Supondo que tens as ligações bem feitas, fora isto, não estou a ver o que poderá ser...


----------



## MeteoAlentejo (27 Jan 2012 às 14:21)

só não percebe bem esta parte:
O transmissor já adquiriu o sinal horário via rádio? De acordo com as instruções, enquanto o sinal horário estiver a ser adquirido (o que pode durar até 5 minutos), não há recepção de dados


----------



## ecobcg (27 Jan 2012 às 14:30)

MeteoAlentejo disse:


> só não percebe bem esta parte:
> O transmissor já adquiriu o sinal horário via rádio? De acordo com as instruções, enquanto o sinal horário estiver a ser adquirido (o que pode durar até 5 minutos), não há recepção de dados



É apenas o que diz nas instruções: "_During radio controlled time reception period, there is no transmission and normal transmission will only resume after time reception routine is complete?. The longest time for radio controlled time reception is 5 minutes._"

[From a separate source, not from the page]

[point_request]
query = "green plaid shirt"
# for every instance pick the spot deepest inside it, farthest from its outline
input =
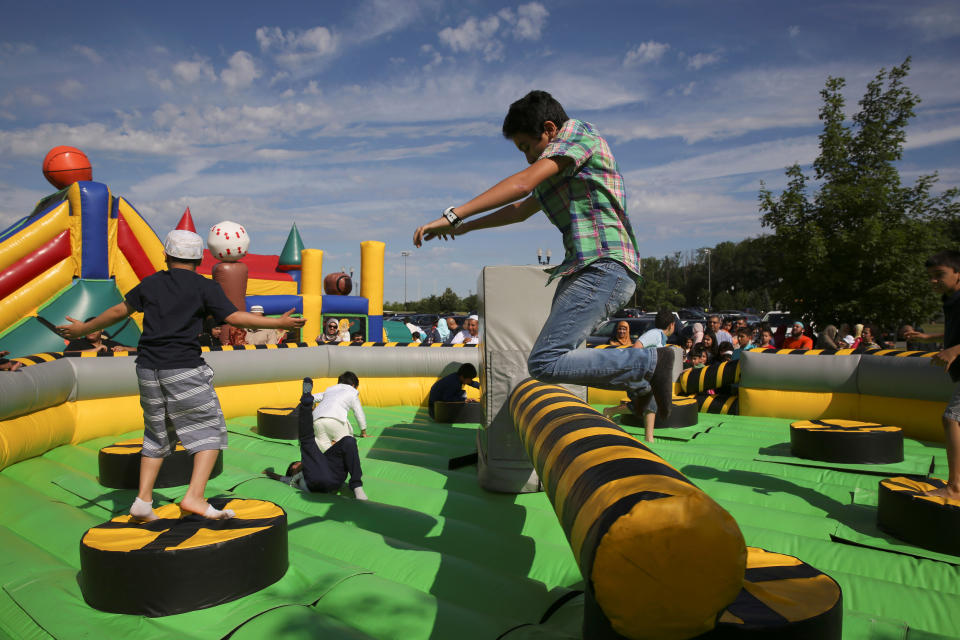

Essa consola recebe um sinal via rádio (não tem nada a ver com o sinal do trasmissor da estação) para acertar a hora. O que aí diz é que enquanto esse sinal estiver a tentar ser captado, não há transmissão de dados do transmissor para a consola, esta só volta ao normal no fim desse ciclo de aquisição do sinal horário (que pode durar 5 minutos).


----------



## MeteoAlentejo (27 Jan 2012 às 14:32)

já esperei mais de 5 minutos, mas continua sem apanhar sinal
vou enviar um email ao departamento técnico da PCE


----------



## ecobcg (27 Jan 2012 às 14:38)

MeteoAlentejo disse:


> já esperei mais de 5 minutos, mas continua sem apanhar sinal
> vou enviar um email ao departamento técnico da PCE



É sempre a melhor alternativa neste tipo de situações.
Boa sorte.


----------



## MeteoAlentejo (27 Jan 2012 às 14:49)

obrigado


----------



## lsalvador (27 Jan 2012 às 15:16)

MeteoAlentejo disse:


> nao encontro nada no manual
> já retirei as pilhas e até já coloquei a consola mais próxima da estação, mas continua sem apanhar sinal



Fizes-te um reset aos sensores?


----------



## MeteoAlentejo (27 Jan 2012 às 17:00)

sim fiz ao transmissor e carreguei em reset por baixo do painel solar.


----------



## filipe cunha (27 Jan 2012 às 17:19)

ecobcg disse:


> Boas,
> 
> Estás a seguir as instruções:
> 
> ...



Outra tentativa
Tira as pilhas do emissor, volta a colocar, depois dos 4 segundos do led, ele pouco depois dá o sinal de envio, e acende o led a cada 48segundos, espera então uns minutos e vê se o sinal de envio se repete a cada intervalo, pode acontecer ele estar entretido com o sinal horario (DCF) e depois tira as pilhas da consola, esta depois de colocares as pilhas, faz uma busca de sinal durante um minuto... o que concerteza irá apanhar nesse tempo a transmissão dos 48segundos do emissor


----------



## MeteoAlentejo (27 Jan 2012 às 17:25)

só repetiu 2 vezes


----------



## lsalvador (27 Jan 2012 às 17:32)

Não tens nenhum equipamento que possa estar a fazer interferência, por exemplo algum rout,er wireless , telemóveis


----------



## filipe cunha (27 Jan 2012 às 17:36)

MeteoAlentejo disse:


> só repetiu 2 vezes



Pilhas fracas?


----------



## MeteoAlentejo (27 Jan 2012 às 17:42)

mas são todas novas.
será que as do emissor estão descarregadas???


----------



## lsalvador (27 Jan 2012 às 17:45)

MeteoAlentejo disse:


> mas são todas novas.
> será que as do emissor estão descarregadas???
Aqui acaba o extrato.